PENSIONI ED INPS
Ne ho già parlato diffusamente in passato, ma adesso il tema è tornato di grande attualità.
Il sistema “quota 100! viene fatto decadere e Draghi vuole tornare al sistema Fornero, con pensionamento a 67 anni di età, e non ricordo, ma è irrilevante, quanti anni di contribuzione. Si sprecano le rimostranze e le proposte: quota 102, quota 104, quota periscopio …
Non uno, a partire da Draghi, che avanzi una proposta di riforma STRUTTURALE, attesa da sempre. Ma partiamo dalle basi, dal “pensiero semplice”, contrapposto al pensiero complesso, ma disarticolato, che caratterizza il modo di ragionare di gran parte degli Italiani, e certamente di tutta la burocrazia statale e dintorni. La pensione è un pagamento rateizzato basato su alcuni decenni di contribuzione da parte del cittadino.

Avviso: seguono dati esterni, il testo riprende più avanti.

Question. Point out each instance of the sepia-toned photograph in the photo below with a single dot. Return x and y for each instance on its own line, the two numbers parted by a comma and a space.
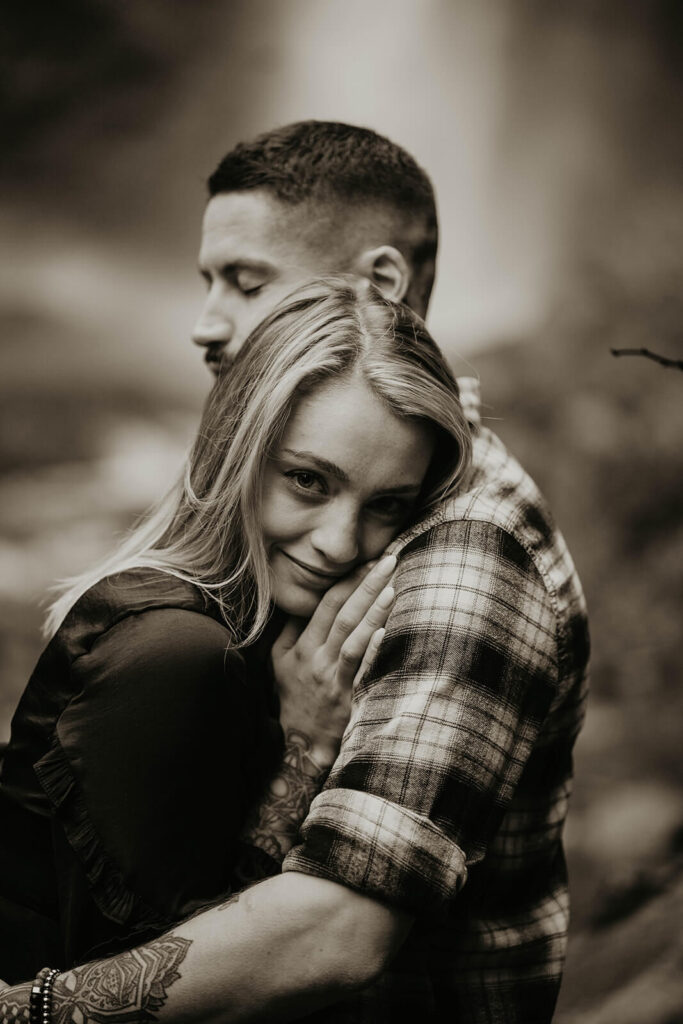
341, 512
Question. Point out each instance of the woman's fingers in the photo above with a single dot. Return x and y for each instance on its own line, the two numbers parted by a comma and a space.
359, 609
371, 653
359, 647
333, 600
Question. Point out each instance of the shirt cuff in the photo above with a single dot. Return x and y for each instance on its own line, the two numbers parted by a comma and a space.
379, 848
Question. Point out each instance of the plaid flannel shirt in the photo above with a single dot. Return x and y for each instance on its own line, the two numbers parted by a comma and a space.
451, 790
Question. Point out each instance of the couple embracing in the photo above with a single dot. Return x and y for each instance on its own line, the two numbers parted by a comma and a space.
264, 769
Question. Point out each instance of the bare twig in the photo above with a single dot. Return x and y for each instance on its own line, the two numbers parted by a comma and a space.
664, 360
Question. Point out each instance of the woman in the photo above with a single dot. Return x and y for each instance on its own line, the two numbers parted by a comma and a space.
150, 726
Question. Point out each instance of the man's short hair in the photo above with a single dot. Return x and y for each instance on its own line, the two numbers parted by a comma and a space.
341, 165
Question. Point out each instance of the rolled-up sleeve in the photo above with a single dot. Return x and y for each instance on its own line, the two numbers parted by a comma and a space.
442, 725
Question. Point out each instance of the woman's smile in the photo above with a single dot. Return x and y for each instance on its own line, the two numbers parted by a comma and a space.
340, 485
319, 574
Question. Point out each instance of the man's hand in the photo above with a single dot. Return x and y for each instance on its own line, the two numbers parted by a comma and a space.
315, 663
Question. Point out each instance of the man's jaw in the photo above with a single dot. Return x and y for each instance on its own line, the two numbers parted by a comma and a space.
215, 358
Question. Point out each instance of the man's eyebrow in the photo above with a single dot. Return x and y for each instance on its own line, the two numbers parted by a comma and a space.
235, 266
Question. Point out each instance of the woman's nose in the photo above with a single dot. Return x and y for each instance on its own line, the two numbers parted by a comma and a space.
336, 537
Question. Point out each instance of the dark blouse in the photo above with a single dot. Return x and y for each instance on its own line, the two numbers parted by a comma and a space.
136, 749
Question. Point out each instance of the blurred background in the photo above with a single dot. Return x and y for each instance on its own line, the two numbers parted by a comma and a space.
551, 132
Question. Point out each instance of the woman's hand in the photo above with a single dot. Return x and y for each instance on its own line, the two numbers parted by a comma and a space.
316, 663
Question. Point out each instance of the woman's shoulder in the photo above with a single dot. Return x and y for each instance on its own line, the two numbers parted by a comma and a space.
133, 597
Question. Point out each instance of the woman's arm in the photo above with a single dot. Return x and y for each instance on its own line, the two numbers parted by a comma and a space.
314, 668
284, 948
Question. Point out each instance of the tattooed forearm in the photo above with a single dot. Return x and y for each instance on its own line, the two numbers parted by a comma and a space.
274, 823
14, 1005
130, 988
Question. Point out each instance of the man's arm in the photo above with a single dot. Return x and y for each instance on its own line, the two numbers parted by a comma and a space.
276, 951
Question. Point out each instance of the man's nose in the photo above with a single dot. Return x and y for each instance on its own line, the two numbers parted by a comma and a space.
337, 536
214, 326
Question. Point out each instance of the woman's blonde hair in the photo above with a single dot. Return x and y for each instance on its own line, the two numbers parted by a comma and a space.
207, 528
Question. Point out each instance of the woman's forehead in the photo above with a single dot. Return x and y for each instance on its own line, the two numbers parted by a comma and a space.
346, 425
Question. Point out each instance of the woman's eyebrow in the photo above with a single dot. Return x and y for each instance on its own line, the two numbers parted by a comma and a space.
334, 470
324, 464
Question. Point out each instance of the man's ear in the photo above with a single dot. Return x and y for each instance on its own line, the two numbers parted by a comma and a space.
386, 267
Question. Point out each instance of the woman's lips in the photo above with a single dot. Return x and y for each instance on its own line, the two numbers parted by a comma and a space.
317, 574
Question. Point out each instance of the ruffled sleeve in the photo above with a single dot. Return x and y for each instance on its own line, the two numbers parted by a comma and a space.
154, 763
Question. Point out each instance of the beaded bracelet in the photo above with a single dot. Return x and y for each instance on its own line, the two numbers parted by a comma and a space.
40, 1000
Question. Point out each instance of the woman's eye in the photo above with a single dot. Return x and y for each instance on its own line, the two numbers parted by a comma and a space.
305, 480
249, 288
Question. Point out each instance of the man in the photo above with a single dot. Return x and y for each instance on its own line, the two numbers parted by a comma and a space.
430, 877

Per semplicità di comprensione, supponiamo che ogni cittadino, direttamente o attraverso la quota aziendale versata a valere sul suo reddito lordo reale, sia ancora il 33% (non ho controllato). Supponiamo che un cittadino abbia un reddito lordo di 3’000 € mensili su 12 mesi (36’000 € annui) e che versi all’INPS il 33%, cioè 1000 € al mese, 12’000 € all’anno. Supponiamo che effettui 30 anni di versamenti; supponiamo che in questi 30 anni l’inflazione sia pari a zero, ed il suo reddito sia costante.
Che pensione avrebbe maturato il nostro cittadino?
In 30 anni il cittadino avrebbe versato 360’000 € (12’000 x 30). Andando in pensione dopo 30 anni avrebbe diritto a ricevere 18’000 € all’anno per 20 anni, ad esempio. Poi basta. E 18’000 € sono il 75% di quello che fu il suo reddito da lavoro al netto di contributi per 30 anni (24’000 €/anno, 2’000 €/mese, che adesso diventano solo 1’500 €/mese).
E se il cittadino pensionato campa oltre quei 20 anni dopo il pensionamento?
Deve percepire di meno, per un periodo più lungo. Il cittadino inconsapevole, invece, si aspetta di percepire per un tempo molto lungo una pensione prossima al suo ultimo reddito da lavoro e con una anzianità contributiva non molto lunga.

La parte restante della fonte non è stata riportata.